The medical establishment’s reply to your question, “they would have seen it “in the lab results”” sounds preposterous to me, nay it is beyond preposterous it is disingenuous at best, depending on their definition of “lab results.” Refer to Jim’s link above for an understanding of how CIDP is diagnosed.
The standard disclaimer ‘everyone is different’ and the standard recommendation ‘seek a neuromuscular specialist’ particularly one at a GBS-CIDP center of excellence still apply. It is of paramount importance that EMG/NCV testing be performed and evaluated by an expert. Not any ole somebody who took a weekend seminar.

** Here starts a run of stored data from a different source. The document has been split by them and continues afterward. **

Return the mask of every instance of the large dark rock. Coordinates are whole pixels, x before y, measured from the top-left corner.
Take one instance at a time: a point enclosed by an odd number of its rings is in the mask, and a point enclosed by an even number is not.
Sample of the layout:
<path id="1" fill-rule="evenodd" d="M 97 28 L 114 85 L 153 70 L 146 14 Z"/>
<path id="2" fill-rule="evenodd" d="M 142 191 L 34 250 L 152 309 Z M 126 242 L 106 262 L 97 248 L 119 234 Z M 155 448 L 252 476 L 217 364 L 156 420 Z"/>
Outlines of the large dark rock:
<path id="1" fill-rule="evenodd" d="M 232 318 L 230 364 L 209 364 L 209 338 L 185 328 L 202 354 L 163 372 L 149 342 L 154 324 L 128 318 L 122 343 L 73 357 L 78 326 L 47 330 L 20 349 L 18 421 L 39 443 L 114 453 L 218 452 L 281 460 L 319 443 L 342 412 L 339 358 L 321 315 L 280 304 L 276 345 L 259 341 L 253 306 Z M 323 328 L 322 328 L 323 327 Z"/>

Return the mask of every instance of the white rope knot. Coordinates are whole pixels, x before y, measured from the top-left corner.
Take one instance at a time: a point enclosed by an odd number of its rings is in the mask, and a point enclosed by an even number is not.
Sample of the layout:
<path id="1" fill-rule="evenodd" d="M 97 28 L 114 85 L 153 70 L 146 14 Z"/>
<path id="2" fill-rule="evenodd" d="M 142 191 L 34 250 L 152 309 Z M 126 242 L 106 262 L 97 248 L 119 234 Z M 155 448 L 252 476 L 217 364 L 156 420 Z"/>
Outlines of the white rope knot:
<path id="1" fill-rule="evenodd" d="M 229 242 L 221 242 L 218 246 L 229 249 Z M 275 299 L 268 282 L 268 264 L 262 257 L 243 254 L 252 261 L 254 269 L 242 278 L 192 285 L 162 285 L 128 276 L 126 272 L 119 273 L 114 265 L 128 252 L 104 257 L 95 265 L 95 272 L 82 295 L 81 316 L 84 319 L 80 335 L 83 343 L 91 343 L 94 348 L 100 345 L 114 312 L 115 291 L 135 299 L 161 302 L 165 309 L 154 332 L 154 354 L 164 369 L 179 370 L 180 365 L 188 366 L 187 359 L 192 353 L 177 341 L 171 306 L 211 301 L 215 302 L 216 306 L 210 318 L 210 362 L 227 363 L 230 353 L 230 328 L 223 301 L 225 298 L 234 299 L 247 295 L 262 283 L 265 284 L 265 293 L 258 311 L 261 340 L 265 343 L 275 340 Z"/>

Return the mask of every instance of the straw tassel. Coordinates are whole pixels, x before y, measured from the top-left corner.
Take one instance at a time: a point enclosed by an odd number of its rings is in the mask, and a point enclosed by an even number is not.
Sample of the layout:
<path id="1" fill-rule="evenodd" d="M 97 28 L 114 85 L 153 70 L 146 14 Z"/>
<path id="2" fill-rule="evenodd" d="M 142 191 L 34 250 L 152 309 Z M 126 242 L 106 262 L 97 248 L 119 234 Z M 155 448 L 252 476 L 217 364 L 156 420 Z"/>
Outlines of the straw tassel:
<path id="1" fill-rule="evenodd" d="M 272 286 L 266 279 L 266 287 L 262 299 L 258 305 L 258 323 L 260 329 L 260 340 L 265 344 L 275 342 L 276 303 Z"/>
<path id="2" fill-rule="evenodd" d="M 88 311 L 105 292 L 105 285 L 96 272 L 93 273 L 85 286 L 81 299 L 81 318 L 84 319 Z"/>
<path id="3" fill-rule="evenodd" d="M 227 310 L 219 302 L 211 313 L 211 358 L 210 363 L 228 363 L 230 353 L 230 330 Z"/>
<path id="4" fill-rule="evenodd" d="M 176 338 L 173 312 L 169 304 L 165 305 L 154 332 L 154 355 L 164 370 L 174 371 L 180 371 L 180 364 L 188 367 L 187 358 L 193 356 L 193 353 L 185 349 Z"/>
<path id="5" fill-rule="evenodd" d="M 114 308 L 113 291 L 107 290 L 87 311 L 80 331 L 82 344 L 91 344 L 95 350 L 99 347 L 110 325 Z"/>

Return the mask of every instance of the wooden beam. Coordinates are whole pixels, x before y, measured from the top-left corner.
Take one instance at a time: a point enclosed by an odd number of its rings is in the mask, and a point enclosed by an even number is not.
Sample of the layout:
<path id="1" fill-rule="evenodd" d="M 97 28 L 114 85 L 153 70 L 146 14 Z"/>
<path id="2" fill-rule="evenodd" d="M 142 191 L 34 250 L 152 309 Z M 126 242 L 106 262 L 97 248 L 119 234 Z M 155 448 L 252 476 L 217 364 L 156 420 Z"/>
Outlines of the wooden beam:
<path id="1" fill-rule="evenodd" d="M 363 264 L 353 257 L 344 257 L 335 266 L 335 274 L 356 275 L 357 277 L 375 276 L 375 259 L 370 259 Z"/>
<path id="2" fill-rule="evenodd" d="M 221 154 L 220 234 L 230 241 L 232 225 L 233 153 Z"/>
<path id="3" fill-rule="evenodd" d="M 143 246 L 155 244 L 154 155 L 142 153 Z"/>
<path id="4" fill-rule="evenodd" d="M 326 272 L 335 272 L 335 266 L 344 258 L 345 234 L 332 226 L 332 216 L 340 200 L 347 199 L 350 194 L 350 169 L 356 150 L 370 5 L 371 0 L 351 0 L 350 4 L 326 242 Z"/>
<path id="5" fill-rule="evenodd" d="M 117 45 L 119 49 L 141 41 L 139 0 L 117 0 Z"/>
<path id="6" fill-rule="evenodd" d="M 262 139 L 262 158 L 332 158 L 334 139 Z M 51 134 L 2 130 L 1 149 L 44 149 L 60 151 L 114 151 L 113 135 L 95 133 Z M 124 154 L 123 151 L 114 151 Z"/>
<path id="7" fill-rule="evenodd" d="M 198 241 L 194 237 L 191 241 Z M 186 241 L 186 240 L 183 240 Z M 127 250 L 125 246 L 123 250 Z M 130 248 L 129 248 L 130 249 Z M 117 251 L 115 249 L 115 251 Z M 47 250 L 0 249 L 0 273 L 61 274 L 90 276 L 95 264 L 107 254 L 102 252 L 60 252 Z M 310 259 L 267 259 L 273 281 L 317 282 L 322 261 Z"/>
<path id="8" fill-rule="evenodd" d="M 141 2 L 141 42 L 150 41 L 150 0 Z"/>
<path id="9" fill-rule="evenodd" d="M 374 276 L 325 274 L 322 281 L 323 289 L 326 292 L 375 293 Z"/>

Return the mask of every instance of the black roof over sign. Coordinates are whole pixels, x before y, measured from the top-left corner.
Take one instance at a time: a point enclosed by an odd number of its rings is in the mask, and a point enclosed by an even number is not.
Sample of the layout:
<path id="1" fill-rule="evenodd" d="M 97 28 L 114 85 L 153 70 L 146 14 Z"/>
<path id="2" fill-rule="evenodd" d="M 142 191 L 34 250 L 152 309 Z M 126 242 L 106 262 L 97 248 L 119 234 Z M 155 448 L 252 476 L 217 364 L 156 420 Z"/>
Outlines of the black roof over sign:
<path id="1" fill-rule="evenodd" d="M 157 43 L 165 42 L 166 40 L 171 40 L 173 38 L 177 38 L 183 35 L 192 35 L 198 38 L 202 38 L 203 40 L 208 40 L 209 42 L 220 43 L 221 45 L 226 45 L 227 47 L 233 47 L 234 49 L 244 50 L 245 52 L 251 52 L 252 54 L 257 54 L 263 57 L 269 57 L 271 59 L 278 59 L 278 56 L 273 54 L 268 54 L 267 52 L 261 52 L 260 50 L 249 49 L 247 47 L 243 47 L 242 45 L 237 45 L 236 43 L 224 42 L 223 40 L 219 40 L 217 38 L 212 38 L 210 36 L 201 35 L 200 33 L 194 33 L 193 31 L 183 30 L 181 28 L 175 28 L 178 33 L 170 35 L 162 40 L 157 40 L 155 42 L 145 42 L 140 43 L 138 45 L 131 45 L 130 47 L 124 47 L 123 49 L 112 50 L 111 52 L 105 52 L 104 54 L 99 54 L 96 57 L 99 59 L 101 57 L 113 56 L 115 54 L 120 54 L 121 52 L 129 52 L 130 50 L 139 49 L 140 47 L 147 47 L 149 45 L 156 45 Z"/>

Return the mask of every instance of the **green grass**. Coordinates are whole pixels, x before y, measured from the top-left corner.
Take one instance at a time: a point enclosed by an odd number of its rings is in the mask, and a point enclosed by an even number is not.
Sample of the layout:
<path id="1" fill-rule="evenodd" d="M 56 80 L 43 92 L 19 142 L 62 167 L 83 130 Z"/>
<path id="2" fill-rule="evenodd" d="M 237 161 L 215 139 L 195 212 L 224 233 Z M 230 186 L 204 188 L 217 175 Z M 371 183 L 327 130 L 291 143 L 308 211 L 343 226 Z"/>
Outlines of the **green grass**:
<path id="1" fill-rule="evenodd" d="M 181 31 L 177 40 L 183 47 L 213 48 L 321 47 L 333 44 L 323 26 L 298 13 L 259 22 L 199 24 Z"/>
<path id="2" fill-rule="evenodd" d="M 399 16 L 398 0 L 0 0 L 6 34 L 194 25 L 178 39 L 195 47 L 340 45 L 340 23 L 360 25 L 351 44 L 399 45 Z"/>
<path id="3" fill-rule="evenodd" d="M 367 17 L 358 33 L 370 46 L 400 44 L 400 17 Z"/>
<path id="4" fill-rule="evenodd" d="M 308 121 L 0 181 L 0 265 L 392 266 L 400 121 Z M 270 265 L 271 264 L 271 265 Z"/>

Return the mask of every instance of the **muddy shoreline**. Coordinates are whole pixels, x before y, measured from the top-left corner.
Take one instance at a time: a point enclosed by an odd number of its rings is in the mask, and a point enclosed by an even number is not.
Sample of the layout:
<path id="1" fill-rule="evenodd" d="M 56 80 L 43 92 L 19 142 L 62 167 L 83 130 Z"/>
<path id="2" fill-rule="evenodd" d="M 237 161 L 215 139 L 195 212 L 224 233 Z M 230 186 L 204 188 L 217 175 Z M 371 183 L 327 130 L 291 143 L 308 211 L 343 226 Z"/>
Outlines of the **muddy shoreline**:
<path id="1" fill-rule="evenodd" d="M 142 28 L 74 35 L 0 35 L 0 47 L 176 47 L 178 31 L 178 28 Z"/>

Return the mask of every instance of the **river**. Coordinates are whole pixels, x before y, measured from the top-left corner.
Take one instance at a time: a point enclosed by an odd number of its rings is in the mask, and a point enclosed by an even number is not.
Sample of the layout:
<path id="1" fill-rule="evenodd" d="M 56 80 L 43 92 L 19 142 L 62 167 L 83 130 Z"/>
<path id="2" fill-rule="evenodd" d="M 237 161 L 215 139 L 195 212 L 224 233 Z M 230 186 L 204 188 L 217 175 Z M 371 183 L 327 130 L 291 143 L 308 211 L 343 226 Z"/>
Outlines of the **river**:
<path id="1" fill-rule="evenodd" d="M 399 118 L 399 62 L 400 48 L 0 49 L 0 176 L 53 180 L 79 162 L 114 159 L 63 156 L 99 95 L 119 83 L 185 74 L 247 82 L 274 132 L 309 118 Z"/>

My view of the television series ‘Mystery Diagnosis” is that the first 1-10 doctors, although perhaps well intentioned, never get the ‘correct’ diagnosis and we patients are too often content to heed their mistaken advice.
good luck obtaining a definitive and accurate diagnosis with appropriate treatment
May 5, 2014 at 2:51 pm
I don’t see what in particular you believe to be suggestive of CIDP. It is best not to fixate on a diagnosis which you have arrived at by yourself. Self-diagnosis is generallt wrong.
If your doctors are having trouble reaching a definitive diagnosis and prescribing effective treatment, then it is reasonable to seek more expert diagnosis elsewhere, but you should recognize that there is considerable variation in symptoms and effectiveness of treatments in neuropathies. Uncertainty is inherent, so your doctors may be doing an excellent job of meeting the standards of care, yet still leave you feeling unsatisfied.
AnonymousMay 7, 2014 at 8:33 am
Thanks for your answers.
I am not attempting to self-diagnose. I did not go into details of my hospitalisation as I don’t think anyone is interested, but suffice to say my primary care doctor was not satisfied either and referred me for a second opinion. The reason I ask about CIDP is quite simply because of the link with GBS (my first diagnosis).
May 7, 2014 at 3:53 pm
And what was the second opinion? Does a neurologist think you have CIDP?